Mounting and wiring — the practical bits
This relay mounts directly onto a contactor via the contactor mounting interface — no DIN rail bracket needed if you're pairing it with a SIRIUS contactor of matching S00 frame. Screw terminals on both main and auxiliary circuits: main terminals accept 2× (0.5…1.5 mm²) solid or 2× (0.75…2.5 mm²) solid, plus the AWG equivalents (2× 20…16 and 2× 18…14). Auxiliary terminals take 2× (20…16) and 2× (18…14) AWG. Mounting position is flexible — vertical surface with ±135° rotation or ±45° tilt front-to-back — which helps when you're cramming this into a tight corner of a retrofit panel. Clearance to neighboring devices: 0 mm upwards, forwards, backwards, and downwards; 6 mm at the side. That zero-gap top and bottom means you can stack contactor-overload pairs without wasting rail space.

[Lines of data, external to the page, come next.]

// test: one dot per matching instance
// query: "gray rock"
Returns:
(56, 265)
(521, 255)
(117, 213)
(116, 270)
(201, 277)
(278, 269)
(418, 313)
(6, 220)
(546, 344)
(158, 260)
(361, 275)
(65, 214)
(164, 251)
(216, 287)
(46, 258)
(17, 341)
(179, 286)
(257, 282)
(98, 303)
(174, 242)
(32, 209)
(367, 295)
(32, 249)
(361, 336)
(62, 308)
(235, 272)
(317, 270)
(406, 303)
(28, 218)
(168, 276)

What the ratings mean in the field
Shock resistance rated at 8g for 10 ms — that's enough to survive a forklift bump into the panel or a moderate seismic event without nuisance tripping. Surge voltage withstand of 6 kV gives the relay decent immunity against switching transients on the motor circuit; it's not a full surge protector, but it won't fail on the first spike from a contactor dropout. Operating temperature range -20 to +70 °C covers most indoor industrial environments; storage and transport range -55 to +80 °C means it can sit in an unheated warehouse or truck without damage. Power dissipation per pole is 1.9 W — three poles means about 5.7 W total heat inside the enclosure. Factor that into your panel thermal budget if you're running multiple relays in a sealed box.
Lifecycle and sourcing reality
It carries ATEX approval (DMT 98 ATEX G 001) for use in potentially explosive atmospheres, plus the usual CE marking under the Low Voltage Directive. RoHS compliance date is noted as July 1, 2006, so it's fully RoHS-compliant.